You don’t have to go to shops to purchase your products; you can actually go out and collect from mother earth.

It is during one of her routine activities that the Gippsland artist found inspiration for her piece shortlisted for this year’s NATSIAA awards (National Aboriginal and Torres Strait Art Awards).

While walking near her home; Cassie Leatham came across objects that reminded her of the creation stories told to her by many elders.

“I made this delightful little pot… I was walking around country and saw two massive adult wedged tailed eagles which is, we call them Bundjil, our totem, our ancestor and creator.”

“The great Wedged Tailed Eagle, Bundjil's feathers fell just as they did in the Creation, and I have collected them to tell those stories in this pot.

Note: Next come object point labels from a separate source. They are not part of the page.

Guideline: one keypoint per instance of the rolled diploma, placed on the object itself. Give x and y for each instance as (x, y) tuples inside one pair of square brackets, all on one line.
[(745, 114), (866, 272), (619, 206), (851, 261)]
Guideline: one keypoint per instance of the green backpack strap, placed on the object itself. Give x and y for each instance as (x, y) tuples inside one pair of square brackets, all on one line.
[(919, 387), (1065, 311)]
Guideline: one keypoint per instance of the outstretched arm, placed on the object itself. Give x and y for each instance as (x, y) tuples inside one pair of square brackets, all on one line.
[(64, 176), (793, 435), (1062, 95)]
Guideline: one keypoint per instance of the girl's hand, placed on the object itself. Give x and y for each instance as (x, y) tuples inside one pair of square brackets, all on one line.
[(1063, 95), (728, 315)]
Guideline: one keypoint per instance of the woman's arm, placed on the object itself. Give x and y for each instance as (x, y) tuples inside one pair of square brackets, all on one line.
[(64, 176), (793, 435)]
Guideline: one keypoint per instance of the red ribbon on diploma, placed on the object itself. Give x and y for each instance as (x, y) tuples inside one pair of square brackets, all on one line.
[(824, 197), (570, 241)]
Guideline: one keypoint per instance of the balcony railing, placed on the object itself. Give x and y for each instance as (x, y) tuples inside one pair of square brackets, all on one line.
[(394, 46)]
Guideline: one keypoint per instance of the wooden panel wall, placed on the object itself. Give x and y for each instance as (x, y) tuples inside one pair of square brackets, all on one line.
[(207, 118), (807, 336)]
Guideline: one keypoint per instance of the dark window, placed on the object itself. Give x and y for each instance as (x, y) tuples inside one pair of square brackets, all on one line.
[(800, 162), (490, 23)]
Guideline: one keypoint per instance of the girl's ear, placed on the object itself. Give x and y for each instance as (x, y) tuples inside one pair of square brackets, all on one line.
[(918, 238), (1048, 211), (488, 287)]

These are the feathers that created my ancestors.”

The artwork depicting Bundjil's story is made from items collected or foraged on country including pipeclay, wattle sap, stringy bark, mud, ochre, sand crystals and emu fat harvested from roadkill.

“That story is a part of our nation and I’m carrying it forward trough my art using natural mediums again. Which shows that you don’t have to go to shops to purchase your products; you can actually go out and collect from mother earth.”